The main arguments in Paul Bracken’s new op-ed in the Diplomat largely restate points he made in his recent (and excellent) book, The Second Nuclear Age: Strategy, Danger and the New Power Politics. But while the entire book is certainly worth a read (see our review in the Wall Street Journal), this bite-sized nugget is a good way for readers to get a quick overview of the developments taking place in South Asia and a basic understanding of the complexities of the new nuclear age. In particular, it explains how the nuclear arms race in South Asia is becoming intertwined with other conflicts, making for a more dangerous and volatile situation than the nuclear standoffs and “mutually assured destruction” of the Cold War:
Cold Start shows something else, too. The dynamics in the region go beyond nuclear weapons in the narrow sense. There is no rigid arms race with each side matching the other in atomic bombs. If this were the case it would actually be easier to control. But the arms race is more complicated because it involves parallel changes in other key subsystems, and these have their own momentum.
If the arms race in South Asia was limited merely to nuclear weapons, which is the way many observers look at it, it would be one thing. But the competition is broadening, with India tightening linkages among intelligence, command and control, cyberwar, and strategy innovations like Cold Start. For example, the “front end” of Cold Start is better intelligence to determine exactly what Pakistan has done and the readiness of its conventional and nuclear forces. India has invested heavily in satellites, advanced radars, signals intelligence, and reconnaissance to give its commanders an accurate picture of what Pakistan is up to.

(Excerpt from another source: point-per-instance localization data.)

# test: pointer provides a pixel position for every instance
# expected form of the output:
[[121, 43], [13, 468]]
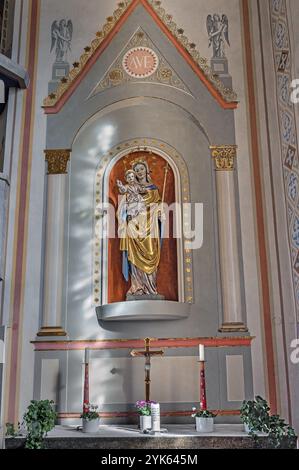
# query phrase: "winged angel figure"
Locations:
[[218, 33], [61, 34]]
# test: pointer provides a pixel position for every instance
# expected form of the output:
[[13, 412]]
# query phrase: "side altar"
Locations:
[[142, 232]]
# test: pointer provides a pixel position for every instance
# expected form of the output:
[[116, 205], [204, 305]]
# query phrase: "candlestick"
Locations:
[[202, 386], [201, 349], [86, 360], [86, 387]]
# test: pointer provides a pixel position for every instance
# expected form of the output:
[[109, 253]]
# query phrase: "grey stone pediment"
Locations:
[[116, 74]]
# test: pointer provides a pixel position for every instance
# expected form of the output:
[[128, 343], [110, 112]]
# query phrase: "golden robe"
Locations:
[[140, 237]]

The “tight coupling” of these elements, in turn, is linked to a rapid mobilization of India’s army and air force. Any delay in mobilization would undermine the entire strategy of counter-escalation against Pakistan.
Cold Start is controversial for good reason. The United States, in particular, has tried to discourage India away from it because it looks like a fast way to produce a nuclear war in South Asia. This is especially true if Pakistan, as many suspect it is in the process of doing, deploys tactical nuclear weapons on its border with India in response to Cold Start.
Ever since the end of the Cold War, too many American strategic thinkers have thought about nuclear weapons in isolation from other strategic issues. But there is no bright line between nuclear and non-nuclear strategy, and as Bracken shows the presence of nuclear weapons in a strategic relationship has ripple effects across many dimensions of defense strategy and military planning. This should be discomfiting to thinkers on both the left and the right. On the left the disarmament and anti-nuclear lobby needs to come to terms with the utter inanity of its beloved dream of a non-nuclear world, and the right needs to understand that the emerging multipolar nuclear system places sharp limits on American power. Beyond that, Americans are going to have to think much more carefully about our nuclear arsenal; we are spending a lot of money on a strategic asset that we do not understand very well.